Santa Monica Playhouse goes live with four-person fairytale musical
By Bridgette M. Redman
Fairytales are always a favorite for family theater because the ways their surprises can effect audiences.
They’re especially useful to draw upon when live theater is still in a state of flux, with changing COVID-19 regulations and safety measures injecting uncertainty into what can safely be presented.
That’s why the Santa Monica Playhouse has turned to such stories as “Snow White,” “Hansel and Gretel,” “Alice in Wonderland,” “Puss in Boots” and “The Frog Prince” for its Friday twilight shows running from now until September 24.
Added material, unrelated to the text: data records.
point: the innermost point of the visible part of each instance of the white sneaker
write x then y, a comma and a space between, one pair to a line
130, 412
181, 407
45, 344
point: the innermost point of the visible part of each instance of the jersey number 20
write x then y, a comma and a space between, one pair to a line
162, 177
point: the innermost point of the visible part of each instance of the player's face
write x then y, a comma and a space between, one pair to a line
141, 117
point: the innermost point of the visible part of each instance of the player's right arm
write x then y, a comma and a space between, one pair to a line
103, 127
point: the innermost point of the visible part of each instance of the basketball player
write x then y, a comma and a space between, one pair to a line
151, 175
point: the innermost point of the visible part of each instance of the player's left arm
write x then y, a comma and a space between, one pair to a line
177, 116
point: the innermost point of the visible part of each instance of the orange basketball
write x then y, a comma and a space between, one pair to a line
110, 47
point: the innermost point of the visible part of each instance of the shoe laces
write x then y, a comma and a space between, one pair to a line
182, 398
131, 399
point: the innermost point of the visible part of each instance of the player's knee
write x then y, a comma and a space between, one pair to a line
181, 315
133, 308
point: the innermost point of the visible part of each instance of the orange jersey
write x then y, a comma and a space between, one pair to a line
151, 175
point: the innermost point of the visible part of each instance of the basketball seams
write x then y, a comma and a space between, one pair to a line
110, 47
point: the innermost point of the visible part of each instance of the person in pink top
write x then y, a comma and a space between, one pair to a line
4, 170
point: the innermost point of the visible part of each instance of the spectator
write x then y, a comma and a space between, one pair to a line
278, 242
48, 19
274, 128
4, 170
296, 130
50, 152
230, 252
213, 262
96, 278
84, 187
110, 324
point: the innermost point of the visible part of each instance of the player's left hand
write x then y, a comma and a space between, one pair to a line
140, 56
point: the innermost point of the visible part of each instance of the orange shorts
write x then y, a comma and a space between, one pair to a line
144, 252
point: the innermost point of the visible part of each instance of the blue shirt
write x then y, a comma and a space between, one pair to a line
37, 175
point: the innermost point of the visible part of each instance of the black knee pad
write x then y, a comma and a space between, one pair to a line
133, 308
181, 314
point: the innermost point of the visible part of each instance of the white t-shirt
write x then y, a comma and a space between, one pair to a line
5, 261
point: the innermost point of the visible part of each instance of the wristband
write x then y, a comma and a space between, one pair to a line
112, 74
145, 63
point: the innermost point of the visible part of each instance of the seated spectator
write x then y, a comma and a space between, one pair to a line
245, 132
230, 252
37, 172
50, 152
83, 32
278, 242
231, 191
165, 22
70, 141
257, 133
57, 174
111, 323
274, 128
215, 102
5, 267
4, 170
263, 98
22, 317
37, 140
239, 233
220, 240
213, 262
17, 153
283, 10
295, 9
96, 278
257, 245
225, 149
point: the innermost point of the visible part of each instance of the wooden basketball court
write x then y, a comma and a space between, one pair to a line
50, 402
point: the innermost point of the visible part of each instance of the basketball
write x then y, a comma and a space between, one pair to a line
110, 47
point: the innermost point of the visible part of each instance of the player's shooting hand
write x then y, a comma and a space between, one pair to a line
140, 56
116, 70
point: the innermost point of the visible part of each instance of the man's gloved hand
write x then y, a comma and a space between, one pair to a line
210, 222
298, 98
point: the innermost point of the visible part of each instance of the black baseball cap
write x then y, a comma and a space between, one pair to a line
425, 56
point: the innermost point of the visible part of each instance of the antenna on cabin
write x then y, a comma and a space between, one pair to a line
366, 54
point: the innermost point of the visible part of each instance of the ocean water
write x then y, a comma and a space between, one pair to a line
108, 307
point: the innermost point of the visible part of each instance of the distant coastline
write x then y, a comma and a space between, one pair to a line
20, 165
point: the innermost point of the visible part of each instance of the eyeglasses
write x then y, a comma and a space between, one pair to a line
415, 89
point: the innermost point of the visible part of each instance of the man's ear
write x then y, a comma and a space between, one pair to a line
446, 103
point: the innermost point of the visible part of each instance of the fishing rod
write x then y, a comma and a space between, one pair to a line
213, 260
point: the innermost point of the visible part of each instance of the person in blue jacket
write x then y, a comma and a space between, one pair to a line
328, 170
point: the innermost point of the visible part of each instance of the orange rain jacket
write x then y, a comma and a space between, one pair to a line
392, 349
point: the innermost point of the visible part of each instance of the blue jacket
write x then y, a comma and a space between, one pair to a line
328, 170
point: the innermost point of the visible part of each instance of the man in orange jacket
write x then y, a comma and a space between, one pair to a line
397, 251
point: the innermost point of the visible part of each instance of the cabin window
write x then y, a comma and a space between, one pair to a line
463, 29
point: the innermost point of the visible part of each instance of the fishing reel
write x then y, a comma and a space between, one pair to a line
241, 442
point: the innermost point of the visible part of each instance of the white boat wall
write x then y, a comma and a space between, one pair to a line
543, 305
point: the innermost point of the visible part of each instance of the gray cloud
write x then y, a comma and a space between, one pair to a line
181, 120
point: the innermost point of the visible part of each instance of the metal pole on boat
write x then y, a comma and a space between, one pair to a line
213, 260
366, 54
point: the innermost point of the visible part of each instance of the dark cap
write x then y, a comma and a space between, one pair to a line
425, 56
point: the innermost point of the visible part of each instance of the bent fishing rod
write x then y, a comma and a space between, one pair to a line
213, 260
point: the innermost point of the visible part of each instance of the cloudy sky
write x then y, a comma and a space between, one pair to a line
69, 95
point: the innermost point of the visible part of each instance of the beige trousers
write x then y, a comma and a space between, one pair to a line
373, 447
For Graham Silbert, who has been involved in the Playhouse for 26 years, it has been a labor of love. He co-wrote it, co-directed it and performs in it. He even helped to costume it. The education department of the Playhouse is where his heart is.
“I started taking workshop classes when I was 9 years old and I just never left,” Silbert said. “I grew up there and right after high school I started working in their education department, traveling internationally with them, and worked for their family theater.”
Now the pandemic has forced them to refocus. They moved a lot of their content online and tried to readapt shows for the online format.
“While it was a fun challenge, anyone who works in live theater will tell you that being on stage and having a live audience is where their heart is,”
Silbert said. “We had to figure out what would be a good show to bring audiences back.”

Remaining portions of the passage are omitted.